# Stoker



## azrocker (Mar 22, 2009)

I have a stoker but have yet to hook it up. I bought it used. Now I am trying to figure out how to attach it to my cooker. I found this thread and thought the dual blower an interesting idea.
http://www.barbecuebible.com/board/v...9c66df6de9ded6


----------



## dan of the highlands (Mar 22, 2009)

That looks very interesting.  But I'm not sure I understand what benefit two fans provide that one larger fan could not.
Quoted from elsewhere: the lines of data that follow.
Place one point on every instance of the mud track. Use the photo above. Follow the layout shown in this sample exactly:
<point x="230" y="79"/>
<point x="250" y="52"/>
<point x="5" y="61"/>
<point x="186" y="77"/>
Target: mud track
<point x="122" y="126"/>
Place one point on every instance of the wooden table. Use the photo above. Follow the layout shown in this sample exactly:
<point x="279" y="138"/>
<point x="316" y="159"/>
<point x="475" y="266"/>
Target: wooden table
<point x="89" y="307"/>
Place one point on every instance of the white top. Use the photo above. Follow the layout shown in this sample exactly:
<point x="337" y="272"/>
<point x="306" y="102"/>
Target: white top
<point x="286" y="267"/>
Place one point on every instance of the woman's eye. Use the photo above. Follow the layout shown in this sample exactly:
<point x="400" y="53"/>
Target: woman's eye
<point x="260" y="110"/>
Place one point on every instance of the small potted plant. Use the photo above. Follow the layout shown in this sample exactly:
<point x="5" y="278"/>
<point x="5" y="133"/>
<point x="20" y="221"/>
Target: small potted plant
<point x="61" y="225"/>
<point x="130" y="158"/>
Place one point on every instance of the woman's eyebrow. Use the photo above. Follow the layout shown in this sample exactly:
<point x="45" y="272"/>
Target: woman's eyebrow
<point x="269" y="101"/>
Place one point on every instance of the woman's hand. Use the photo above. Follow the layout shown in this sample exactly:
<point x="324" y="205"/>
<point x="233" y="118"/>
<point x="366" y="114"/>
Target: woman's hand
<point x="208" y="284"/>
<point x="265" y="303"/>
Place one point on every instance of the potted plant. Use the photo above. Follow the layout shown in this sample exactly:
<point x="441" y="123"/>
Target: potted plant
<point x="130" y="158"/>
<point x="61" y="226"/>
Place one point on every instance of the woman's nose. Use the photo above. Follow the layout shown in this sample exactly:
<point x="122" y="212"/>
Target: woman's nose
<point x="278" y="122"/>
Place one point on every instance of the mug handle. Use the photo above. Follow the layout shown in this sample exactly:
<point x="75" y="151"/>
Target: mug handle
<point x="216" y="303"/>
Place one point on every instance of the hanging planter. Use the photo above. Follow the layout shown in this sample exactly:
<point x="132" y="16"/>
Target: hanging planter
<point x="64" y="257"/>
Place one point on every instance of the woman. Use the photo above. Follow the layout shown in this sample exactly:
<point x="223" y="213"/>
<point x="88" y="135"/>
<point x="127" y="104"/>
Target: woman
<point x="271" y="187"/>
AZRocker, did you notice that the entire exterior of this fella's Char-griller is custom fitted with welding blanket material?  I'm wondering how well a mod like that insulates the smoker.  Does anyone think that there would be a significant heat retention?  How good are welding blankets as an insulator and how much less charcoal is he burning with a mod like that?


----------



## azrocker (Mar 22, 2009)

I had not noticed. Interesting point. I hear they work very well and that Harbor Freight has a cheap one. I have thought of that for an overniter. That is what I bought the Stoker for. Otherwise I like to tend the fire. Apparently he feels that if he has a significant drop in heat the second fan will assist with heat movement rather then fire stoking.
http://www.harborfreight.com/cpi/cta...emnumber=41507


----------